Diesel-Abgasskandal: VW-Musterfeststellungsklage mit Vergleich beendet!

Die verhandelnden Parteien, Volkswagen-Vertreter und der Verbraucherverband, haben sich nun auf einen Vergleich geeinigt, der allerdings für Diskussionen sorgt. Wer nun konkret betroffen ist und warum der Vergleich für negative Schlagzeilen sorgt, erfahren Sie nun bei uns! 

Was zahlt VW an die Kunden? 

Man spricht hier wohl von einer Summe in Höhe von rund 830 Millionen Euro. Diese wird in Form von Schadensersatzzahlungen von rund 15 Prozent des Kaufpreises an die Kunden gehen. Dies entspricht einem Betrag von ca. 1.350 bis 6.257 Euro je nach Fall. Hinzu kommt eine 190 Euro-Leistung für eine anwaltliche Erstberatung, bei der eine fachliche Einschätzung des Angebots eingeholt werden kann. Die Rückgabe des Fahrzeuges wird es anders als bei vielen Fällen vor Gericht nicht geben. 

Wer erhält ein Angebot? 

Das Vergleichsangebot bezieht sich nur auf 260.000 VW-Kunden, wobei vermutlich 400.000 bis 460.000 Personen bei der Musterfeststellungsklage angemeldet sind. Ausgeschlossen wurden insbesondere Kunden, die ein Fahrzeug mit dem EA288-Motor besitzen, zum Zeitpunkt des Kaufes nicht in Deutschland lebten und das Auto nach dem 01.01.2016 erworben haben. Durch diese konkrete Auswahl hat VW Fälle, in denen die Erfolgsaussichten nicht besonders gut aussahen, mit einer niedrigeren Schadensersatzsumme beendet. Alle anderen rund 180.000 Fälle, wo die Chancen möglicherweise besser stehen, wurden bewusst nicht beachtet.

Warum wird der Vergleich kritisiert? 

Grund für die lautstarke Diskussion und Kritik ist das Verhalten des Verbraucherverbandes. Zahlreiche Experten sind der Meinung, dass die gebündelten Interessen nicht zufriedenstellend vertreten wurden. Dies wird insbesondere daran festgemacht, dass die Verbraucherschützer dem Vergleich zustimmten, obwohl nicht alle Kunden berücksichtigt wurden, was der eigentliche Grundgedanke einer Feststellungsklage ist. Darüber hinaus akzeptierte der Verband ein Honorar von 500.000 Euro, trotz der starken Verteidigung der eigentlich geforderten 50 Millionen Euro vor zwei Wochen.

VW wird hingegen häufig dafür kritisiert, dass gegen die Kunden im Heimatland des Konzerns um jeden Euro gekämpft wird und im Ausland hingegen immens hohe Summen gezahlt werden. Ob ein solches Verhalten gegenüber Betroffenen der eigenen Manipulationen angebracht ist, wird oftmals in Frage gestellt. 

Damit der Vergleich vor Gericht wirksam durchgesetzt werden kann, ist bei dieser Art der Klage eine Zustimmung von 70 Prozent nötig. Da der Vergleich allerdings nicht für 70 Prozent der Mitglieder der Musterfeststellungsklage gilt, wird diese Grenze kaum erreichbar sein. Daher haben sich VW und der Verbraucherverband dazu entschieden, einen außergerichtlichen Vergleich zu schließen und die Klage zurückzuziehen. Auch dieses Vorgehen sorgt für Gesprächsstoff. 

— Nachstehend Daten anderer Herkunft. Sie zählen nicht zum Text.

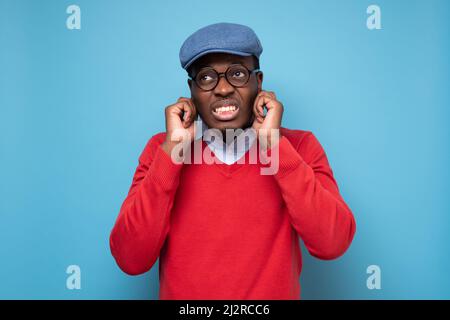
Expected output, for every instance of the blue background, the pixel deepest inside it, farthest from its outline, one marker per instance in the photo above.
(78, 106)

Sollten Betroffene das Angebot annehmen? 

Das Vergleichsangebot sollte in jedem Fall von einem Anwalt geprüft werden. Anschließend muss entschieden werden, ob das individuelle Angebot den eigentlichen Ansprüchen entspricht. Ist dies nicht der Fall, sollten Betroffene das Angebot ablehnen und den Weg der Einzelklage gehen. Hier können Kunden das Fahrzeug in der Regel abgeben und erhalten im Gegenzug den Kaufpreis abzüglich einer Nutzungsentschädigung zurück, welche sich allerdings mit der Zeit durch die Hinhaltetaktik VWs erhöht hat. Darüber, ob diese allerdings überhaupt fällig ist, entscheidet der Bundesgerichtshof im Mai. Es wird ein verbraucherfreundliches Urteil erwartet. Auch für VW-Käufer, die kein Vergleichsangebot erhalten haben, ist der Weg der Einzelklage durchaus ratsam.